- Shabanlu Location within Iran
- Coordinates: 37°07′34″N 46°00′15″E﻿ / ﻿37.12611°N 46.00417°E
- Country: Iran
- Province: West Azerbaijan
- County: Chaharborj
- District: Central
- Rural District: Marhemetabad-e Shomali

Population (2016)
- • Total: 2,064
- Time zone: UTC+3:30 (IRST)

= Shabanlu, West Azerbaijan =

Village in West Azerbaijan province, Iran

Shabanlu (شعبانلو) (Note: Also romanized as Sha‘bānlū) is a village in, and the capital of, Marhemetabad-e Shomali Rural District in the Central District (Note: Formerly Marhemetabad District of Miandoab County) of Chaharborj County, West Azerbaijan province, Iran.

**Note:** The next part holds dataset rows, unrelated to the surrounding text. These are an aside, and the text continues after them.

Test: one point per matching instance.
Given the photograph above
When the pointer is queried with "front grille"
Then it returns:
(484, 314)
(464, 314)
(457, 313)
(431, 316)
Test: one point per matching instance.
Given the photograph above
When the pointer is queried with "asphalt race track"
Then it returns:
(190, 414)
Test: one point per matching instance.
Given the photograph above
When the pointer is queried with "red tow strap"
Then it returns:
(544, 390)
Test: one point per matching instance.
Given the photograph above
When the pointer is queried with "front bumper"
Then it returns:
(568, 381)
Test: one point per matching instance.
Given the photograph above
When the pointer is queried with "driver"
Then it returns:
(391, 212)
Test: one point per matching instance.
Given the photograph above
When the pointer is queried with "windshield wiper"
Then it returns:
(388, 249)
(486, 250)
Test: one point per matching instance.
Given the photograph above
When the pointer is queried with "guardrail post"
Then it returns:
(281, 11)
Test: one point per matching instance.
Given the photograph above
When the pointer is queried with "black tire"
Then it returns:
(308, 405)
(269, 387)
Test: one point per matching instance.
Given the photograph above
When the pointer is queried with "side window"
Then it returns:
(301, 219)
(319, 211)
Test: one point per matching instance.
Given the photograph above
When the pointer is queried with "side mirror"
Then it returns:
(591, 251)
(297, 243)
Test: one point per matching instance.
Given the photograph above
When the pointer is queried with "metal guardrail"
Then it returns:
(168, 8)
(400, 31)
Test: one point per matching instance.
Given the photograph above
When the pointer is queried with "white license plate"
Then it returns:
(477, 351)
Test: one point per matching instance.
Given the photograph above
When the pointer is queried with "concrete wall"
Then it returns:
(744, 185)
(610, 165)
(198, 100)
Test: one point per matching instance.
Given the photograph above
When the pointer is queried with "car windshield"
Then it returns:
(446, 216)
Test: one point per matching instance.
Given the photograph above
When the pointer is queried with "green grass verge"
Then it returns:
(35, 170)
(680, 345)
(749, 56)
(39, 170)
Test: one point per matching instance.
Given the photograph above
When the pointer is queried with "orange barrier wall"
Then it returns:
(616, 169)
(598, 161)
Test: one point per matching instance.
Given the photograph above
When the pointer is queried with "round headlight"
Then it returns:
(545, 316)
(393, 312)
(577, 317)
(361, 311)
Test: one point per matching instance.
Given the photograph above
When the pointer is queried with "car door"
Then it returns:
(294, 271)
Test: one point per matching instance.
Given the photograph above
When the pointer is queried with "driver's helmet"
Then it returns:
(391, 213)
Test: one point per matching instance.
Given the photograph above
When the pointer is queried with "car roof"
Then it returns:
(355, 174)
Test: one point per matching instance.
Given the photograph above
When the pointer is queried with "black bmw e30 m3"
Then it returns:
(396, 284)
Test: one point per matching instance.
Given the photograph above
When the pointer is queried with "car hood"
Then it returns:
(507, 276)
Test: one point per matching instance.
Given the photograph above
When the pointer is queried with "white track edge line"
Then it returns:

The previous capital of the rural district was the village of Chahar Borj-e Qadim, now the city of Chahar Borj.

==Demographics==
===Population===
At the time of the 2006 National Census, the village's population was 1,473 in 338 households, when it was in Marhemetabad District (Note: Renamed the Central District of Chaharborj County) of Miandoab County. The following census in 2011 counted 2,000 people in 552 households. The 2016 census measured the population of the village as 2,064 people in 614 households.

In 2021, the district was separated from the county in the establishment of Chaharborj County and renamed the Central District.